In “the most challenging mission to date“, SpaceX and Elon Musk successfully launched the Falcon Heavy into orbit with 24 satellites onboard. Below we have embedded the SpaceX livestream link, which went live at 2:30am EDT, June 25th.

There are quite a few unique facts that make this launch special. It is the third flight for the Falcon Heavy, the first ever to take place at night, which creates a more dramatic viewing experience, and it is the first time that previously used side boosters will be redeployed. The two side boosters being used were flown previously, in April 2019, on the Arabsat-6A mission. And on top of all that, as if it was not enough, the 24 payloads are significant as well.

For example: the Planetary Society’s LightSail 2 will be onboard. A prototype of a popular sci-fi concept – a solar sail to be used for propulsion in space, this is the second iteration of the LightSail to be launched, both created by the Planetary Society.

“It’s really a romantic notion that has tremendous practical applications”

― Bill Nye, CEO of Planetary Society

This version, with a span of approximately 344 square feet and which had a pricetag of seven million dollars to build, will attempt to demonstrate that, using a LightSail, a spacecraft can accelerate and increase it’s distance from earth while in orbit. A successful test of the LightSail would begin to prove or discourage the possibility of using sails for interstellar travel.
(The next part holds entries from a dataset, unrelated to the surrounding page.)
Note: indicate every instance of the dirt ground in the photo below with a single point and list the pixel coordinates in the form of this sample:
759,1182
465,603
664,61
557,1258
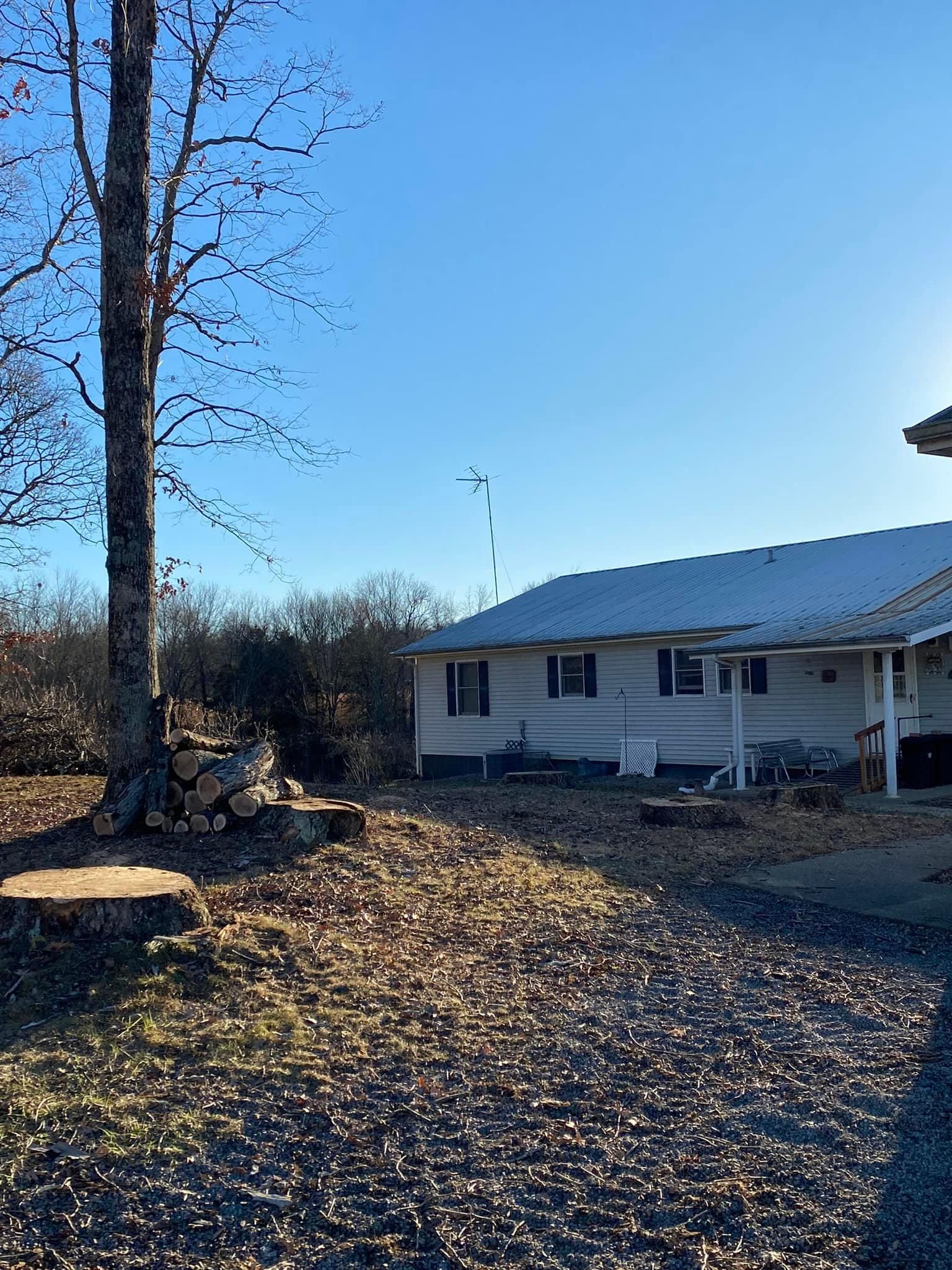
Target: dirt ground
46,819
474,1041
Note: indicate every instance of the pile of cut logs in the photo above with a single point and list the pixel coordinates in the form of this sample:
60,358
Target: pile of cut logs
202,784
198,784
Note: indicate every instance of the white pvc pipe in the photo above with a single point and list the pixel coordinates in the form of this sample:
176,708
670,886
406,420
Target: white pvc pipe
889,726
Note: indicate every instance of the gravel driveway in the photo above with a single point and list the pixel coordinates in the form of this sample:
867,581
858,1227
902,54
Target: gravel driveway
718,1080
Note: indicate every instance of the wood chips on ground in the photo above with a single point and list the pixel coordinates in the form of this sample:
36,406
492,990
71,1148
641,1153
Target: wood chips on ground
461,1046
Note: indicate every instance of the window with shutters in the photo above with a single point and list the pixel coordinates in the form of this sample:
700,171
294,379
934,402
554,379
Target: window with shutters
467,687
571,676
689,675
725,678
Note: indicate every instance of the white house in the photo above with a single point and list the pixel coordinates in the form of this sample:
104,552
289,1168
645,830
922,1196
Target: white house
815,641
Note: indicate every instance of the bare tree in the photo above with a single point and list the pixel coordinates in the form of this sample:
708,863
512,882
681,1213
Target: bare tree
236,225
48,471
193,252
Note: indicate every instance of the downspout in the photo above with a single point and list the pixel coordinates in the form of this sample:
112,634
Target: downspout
416,717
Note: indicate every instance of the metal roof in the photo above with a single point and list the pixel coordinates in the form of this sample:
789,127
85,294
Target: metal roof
895,578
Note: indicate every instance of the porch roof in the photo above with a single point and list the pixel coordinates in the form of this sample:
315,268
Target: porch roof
782,592
885,626
933,436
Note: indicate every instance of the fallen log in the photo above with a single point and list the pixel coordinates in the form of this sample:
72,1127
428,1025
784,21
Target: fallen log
689,813
195,803
808,798
184,739
243,770
99,904
187,763
314,821
208,788
248,803
117,817
534,779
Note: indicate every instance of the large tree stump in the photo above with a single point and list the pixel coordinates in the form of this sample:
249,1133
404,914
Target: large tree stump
689,813
806,798
99,904
312,819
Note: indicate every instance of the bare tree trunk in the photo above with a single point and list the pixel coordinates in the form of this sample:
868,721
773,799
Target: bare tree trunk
123,333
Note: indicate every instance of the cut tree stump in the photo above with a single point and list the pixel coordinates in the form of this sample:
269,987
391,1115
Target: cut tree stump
314,819
689,813
808,798
99,904
534,779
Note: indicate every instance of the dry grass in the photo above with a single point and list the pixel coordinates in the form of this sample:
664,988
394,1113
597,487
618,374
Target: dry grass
460,1046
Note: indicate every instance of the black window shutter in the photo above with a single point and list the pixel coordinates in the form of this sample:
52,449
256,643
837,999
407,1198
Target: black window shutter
552,662
451,687
484,687
588,666
758,676
666,675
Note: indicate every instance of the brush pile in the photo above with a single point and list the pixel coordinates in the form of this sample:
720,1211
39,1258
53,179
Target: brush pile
205,784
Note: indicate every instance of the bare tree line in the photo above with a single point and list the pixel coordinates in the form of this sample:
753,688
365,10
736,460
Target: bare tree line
314,670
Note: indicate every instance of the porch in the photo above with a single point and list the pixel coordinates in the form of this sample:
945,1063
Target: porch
907,691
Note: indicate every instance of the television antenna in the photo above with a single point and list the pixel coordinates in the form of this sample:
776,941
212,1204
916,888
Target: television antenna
478,481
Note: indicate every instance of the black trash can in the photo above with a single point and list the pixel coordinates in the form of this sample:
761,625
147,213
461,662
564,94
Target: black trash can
943,770
919,755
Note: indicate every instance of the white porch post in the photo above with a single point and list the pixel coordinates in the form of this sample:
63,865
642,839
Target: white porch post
738,711
889,726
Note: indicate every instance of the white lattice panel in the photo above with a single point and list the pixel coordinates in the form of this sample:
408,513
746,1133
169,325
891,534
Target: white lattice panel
639,757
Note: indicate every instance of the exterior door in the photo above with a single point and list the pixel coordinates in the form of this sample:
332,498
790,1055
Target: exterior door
904,690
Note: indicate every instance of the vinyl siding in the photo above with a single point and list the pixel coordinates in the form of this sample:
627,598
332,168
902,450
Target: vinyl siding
687,729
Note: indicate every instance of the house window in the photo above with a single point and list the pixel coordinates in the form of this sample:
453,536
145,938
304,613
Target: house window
899,675
725,678
571,676
467,687
689,675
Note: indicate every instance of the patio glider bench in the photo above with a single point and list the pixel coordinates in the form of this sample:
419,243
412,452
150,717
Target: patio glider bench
782,756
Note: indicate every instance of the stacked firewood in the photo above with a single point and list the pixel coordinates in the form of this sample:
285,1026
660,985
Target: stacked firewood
198,784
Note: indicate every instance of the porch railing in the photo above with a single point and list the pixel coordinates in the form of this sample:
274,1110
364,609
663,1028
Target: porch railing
873,757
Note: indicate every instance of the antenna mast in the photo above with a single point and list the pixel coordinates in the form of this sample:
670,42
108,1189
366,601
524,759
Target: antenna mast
478,481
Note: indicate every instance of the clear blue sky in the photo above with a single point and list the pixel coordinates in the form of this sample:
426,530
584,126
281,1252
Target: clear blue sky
678,273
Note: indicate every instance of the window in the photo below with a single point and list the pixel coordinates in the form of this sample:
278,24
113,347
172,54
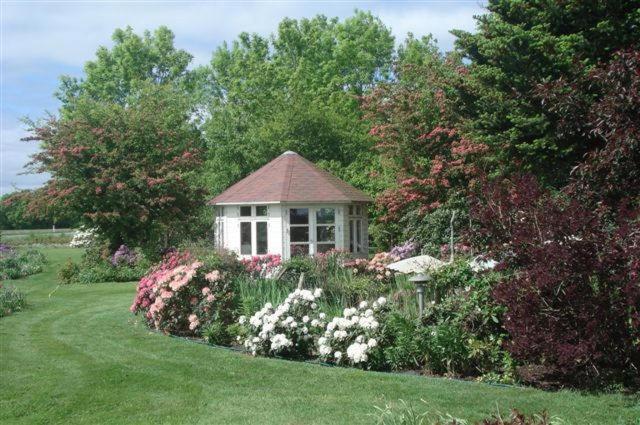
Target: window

In addition to this “Romantic” aspect of the mission, primarily this is a huge challenge for SpaceX, Musk and the Falcon Heavy,indeed, Musk, in a tweet, referred to it as …“our most difficult launch ever“. The STP-2 mission will launch 24 various spacecraft (satellites) into orbit, including the LightSail. It will be, assuming successful, more importantly, a step towards proving the Falcon Heavy’s ability to employ and reuse the side boosters described above, a first, and to observe the performance of it’s multi-burn profile for the rocket’s upper stage. In a quote from the dedicated STP-2 website: “In addition, SMC will use this mission as a pathfinder for the development of mission assurance policies and procedures related to the reuse of launch vehicle boosters.”